Tuesday, November 11, 2008

Thinking About African Ports

The other day a buddy sent me a link to a Calculated Exuberance post on Djibouti. The author sees a bright future for Djibouti as a future financial center. Source of the exuberance? A proposal by Tarek bin Laden for what would be the longest bridge in the world across the Gate of Sorrows from Djibouti to Yemen. The author suggests that this could pave the way for a mega port in Djibouti serving as a hub for Northeast Africa and the Middle East. I see several problems with this.

The estimated cost for the bridge is way beyond bin Laden's means, and even the Economist has suggested that the people he is in bed with hint that the bridge might be partially funded by the US government in order to secure the Red Sea. Thus it becomes more of a security device for this troubled region which includes Sudan and Somalia. Add in the poverty of the area and China's large role in Sudan, and the possibility of financial center under these circumstances looks even smaller.

If the purpose of the bridge is to actually serve the Middle East, then I'd guess it would be for outsourced food sources in Africa. Reportedly, Qatar and Abu Dhabi are both considering Sudan, Djibouti's neighbor, as an investment target for farms to feed the citizens of their desert cities. But, the same reports also point out that Sudan has a history of failing as an agricultural exporter. Thus this also seems unlikely.

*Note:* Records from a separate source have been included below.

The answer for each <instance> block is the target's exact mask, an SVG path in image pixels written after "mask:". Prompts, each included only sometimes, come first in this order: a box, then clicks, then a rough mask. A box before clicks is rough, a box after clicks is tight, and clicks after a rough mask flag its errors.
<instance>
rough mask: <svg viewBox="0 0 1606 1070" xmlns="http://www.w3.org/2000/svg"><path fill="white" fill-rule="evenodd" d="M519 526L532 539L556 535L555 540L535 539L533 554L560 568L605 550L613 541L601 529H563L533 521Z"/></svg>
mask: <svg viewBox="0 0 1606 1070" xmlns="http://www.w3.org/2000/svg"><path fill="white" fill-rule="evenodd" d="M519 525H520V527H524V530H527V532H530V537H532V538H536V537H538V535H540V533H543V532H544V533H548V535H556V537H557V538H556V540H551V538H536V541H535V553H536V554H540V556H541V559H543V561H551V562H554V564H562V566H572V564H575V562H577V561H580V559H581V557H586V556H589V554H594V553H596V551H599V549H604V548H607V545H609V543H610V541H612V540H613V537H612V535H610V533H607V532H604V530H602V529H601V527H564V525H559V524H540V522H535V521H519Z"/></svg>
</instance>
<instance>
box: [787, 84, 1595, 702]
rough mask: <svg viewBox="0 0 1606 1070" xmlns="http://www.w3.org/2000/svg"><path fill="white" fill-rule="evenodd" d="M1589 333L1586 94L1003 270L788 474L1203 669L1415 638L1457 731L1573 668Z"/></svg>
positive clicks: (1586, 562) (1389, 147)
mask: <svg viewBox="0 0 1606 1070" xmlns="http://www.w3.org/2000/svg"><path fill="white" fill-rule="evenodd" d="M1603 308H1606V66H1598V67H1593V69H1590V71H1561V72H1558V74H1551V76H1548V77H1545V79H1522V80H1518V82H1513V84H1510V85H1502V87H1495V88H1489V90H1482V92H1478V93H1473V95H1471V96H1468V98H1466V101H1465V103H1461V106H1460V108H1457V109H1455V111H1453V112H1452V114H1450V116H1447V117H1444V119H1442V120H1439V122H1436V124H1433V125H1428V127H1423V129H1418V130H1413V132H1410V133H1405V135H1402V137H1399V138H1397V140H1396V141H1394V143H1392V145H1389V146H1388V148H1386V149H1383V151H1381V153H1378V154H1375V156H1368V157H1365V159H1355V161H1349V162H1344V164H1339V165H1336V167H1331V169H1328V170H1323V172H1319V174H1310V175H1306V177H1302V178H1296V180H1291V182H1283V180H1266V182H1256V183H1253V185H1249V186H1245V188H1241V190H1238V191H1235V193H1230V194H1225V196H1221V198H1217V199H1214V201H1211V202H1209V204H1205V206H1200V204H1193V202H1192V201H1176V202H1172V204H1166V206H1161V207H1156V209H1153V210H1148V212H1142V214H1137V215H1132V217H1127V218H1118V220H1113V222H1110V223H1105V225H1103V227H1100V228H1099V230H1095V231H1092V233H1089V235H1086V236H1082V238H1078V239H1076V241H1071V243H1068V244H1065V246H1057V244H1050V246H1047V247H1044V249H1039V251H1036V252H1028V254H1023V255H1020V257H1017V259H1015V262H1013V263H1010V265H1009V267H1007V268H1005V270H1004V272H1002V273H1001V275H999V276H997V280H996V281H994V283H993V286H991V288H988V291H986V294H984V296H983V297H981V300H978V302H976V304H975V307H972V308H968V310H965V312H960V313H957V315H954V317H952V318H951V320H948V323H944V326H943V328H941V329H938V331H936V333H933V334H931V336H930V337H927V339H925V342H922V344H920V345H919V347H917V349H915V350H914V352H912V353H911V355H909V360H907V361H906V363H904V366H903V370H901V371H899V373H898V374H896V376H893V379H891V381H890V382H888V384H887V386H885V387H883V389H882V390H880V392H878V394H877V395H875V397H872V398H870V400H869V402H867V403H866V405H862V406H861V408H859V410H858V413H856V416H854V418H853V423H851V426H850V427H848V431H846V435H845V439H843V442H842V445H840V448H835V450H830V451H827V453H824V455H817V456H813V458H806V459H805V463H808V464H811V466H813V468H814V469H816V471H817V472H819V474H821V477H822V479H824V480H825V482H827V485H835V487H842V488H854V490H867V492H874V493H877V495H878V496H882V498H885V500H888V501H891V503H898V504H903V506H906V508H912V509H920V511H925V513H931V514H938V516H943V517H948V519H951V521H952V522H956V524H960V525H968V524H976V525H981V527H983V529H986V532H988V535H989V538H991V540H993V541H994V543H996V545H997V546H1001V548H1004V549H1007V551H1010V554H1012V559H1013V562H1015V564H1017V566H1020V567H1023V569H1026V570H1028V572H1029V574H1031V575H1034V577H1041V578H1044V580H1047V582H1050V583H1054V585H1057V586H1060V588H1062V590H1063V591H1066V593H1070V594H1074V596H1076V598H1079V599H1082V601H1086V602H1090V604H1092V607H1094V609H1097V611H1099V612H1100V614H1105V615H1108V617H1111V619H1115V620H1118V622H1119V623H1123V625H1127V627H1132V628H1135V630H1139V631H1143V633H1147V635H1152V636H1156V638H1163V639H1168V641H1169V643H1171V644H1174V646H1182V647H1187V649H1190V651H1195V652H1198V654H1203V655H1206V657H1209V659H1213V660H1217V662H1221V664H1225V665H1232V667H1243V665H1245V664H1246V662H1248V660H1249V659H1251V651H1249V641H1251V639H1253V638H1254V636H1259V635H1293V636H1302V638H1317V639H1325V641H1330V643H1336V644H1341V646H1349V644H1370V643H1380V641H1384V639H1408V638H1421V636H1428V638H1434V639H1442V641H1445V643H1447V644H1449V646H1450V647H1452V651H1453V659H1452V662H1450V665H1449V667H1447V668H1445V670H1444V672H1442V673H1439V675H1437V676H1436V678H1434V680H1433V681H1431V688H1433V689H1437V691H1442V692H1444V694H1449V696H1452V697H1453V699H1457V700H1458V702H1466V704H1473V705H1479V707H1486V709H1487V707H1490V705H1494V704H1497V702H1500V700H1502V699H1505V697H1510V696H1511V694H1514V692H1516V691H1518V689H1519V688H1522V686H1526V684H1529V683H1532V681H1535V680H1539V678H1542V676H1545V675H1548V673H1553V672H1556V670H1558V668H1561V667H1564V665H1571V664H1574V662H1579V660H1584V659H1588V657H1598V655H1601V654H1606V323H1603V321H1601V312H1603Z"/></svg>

If the point is to actually turn Djibouti into a major port for the East, I ask why? The oprt already has a monopoly on Northeast Africa, but the neighboring countries are poor. East Africa is geographically rough, being dominated by the Great Rift Valley, making logistics difficult. All that the area really has going for it is China's close ties with Sudan, but even that relationship is being strained.

In a recent article, the Economist had this handy map of Africa's logistics lines:



There are some major lines there, but this sentence sums up Africa's big transportation problem:
A study by America’s trade department found that it cost more to ship a ton of wheat from Mombasa in Kenya to Kampala in Uganda than it did to ship it from Chicago to Mombasa.
Several companies have been trying to crack Africa's logistics problems. The major breakthrough has come in Cote d'Ivoire at the port of Abidjan. This is less useful for serving the East, though.

For a more economic mega port to serve the East, I'd look towards the planned port in Dar es Salaam, Tanzania, or expansion in Mombasa, Kenya. The logistics networks are stronger, and the wealth of the region is greater. Dar es Salaam might be a slightly better bet than Mombasa just because Dar es Salaam serves a dual function of financial center and trade center, while Mombasa serves as a trade center and Nairobi serves as a financial center. But, Nairobi's exchange is more sophisticated than Dar es Salaam's. Sub-Saharan Africa has unrest, but our social institutions tend to break the Second Law of Thermodynamics, and move towards greater order. As greater order takes hold in sub-Saharan Africa, exportable goods should increase and logistics should improve. The greater wealth of the region relative to the Horn would hopefully bring even greater returns in both export and import opportunities. Though there's plenty of money to be made in the region, I wouldn't plan on seeing anything big until at least 2015-2020. Somethings just take time.